For the Box–Behnken experimental design, Design-Expert 13 software was used. Origin 2021 was used for plotting, and SPSS statistical software (version 13.0) was used to analyze the data. The data were shown as mean ± SD, and one-way ANOVA was used for testing.

4. Conclusions

This study established an ecologically friendly extraction system to extract polysaccharides from A. senticosus efficiently. Because the polarity, composition, and water content of DESs can affect the extraction efficiency of target components, the appropriate composition and ratio of DESs are extremely important in improving the extraction rate of target components. It was verified that the best extraction was achieved by a deep eutectic system consisting of L-malic acid and L-proline at a molar ratio of 1:4, and the extraction of ASPS was assisted by an ultrasonic power condition of 240 W. Then, specific extraction process parameters (material–liquid ratio of 31.068 g/mL, water content of 32.364%, and extraction time of 129.119 min) were quickly and accurately screened by a one-way test and response surface methodology. The results showed that the extraction rate was superior to that of the hot water extraction method under the optimized conditions. Subsequently, a kinetic study was carried out for the three kinetic models, and based on the results, it was found that the secondary kinetics model is more suitable for different temperatures according to the extraction of ASPS; the R² is up to 0.99 or more. The surface structure of the A. senticosus powder obtained from both extraction methods was looser, with a multi-reticulated sheet-like structure. However, the surface of the samples extracted with DES was rougher, and its fibrous organization was destroyed to a greater extent, even in fragments. Meanwhile, the polysaccharides in DESs can be extracted by alcohol precipitation and reused. The extracted polysaccharides have a greater monosaccharide composition and lower molecular weight compared to the water-extracted polysaccharides and have a better anti-glycation effect. Therefore, this study demonstrates that DESs can be used as a promising, cost-effective, and sustainable natural product extraction medium for extracting polysaccharides from TCM. It lays a solid basis for their practical use in medical, food, and other fields.

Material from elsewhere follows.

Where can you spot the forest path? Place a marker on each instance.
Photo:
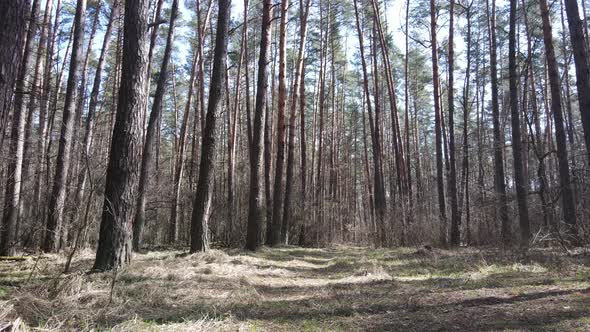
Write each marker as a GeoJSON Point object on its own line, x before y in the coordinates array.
{"type": "Point", "coordinates": [303, 289]}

However, this study still has some limitations. Firstly, certain conditions need to be met for the preparation of low eutectic solvents, such as suitable temperature and uniform stirring, which makes it difficult to achieve large-scale production; secondly, the stability of the extraction rate of the target components by the DES method is not high; and lastly, even though the extraction method is simple to operate, further optimization of the conditions and steps of the extraction process is required if it is to be commercialized.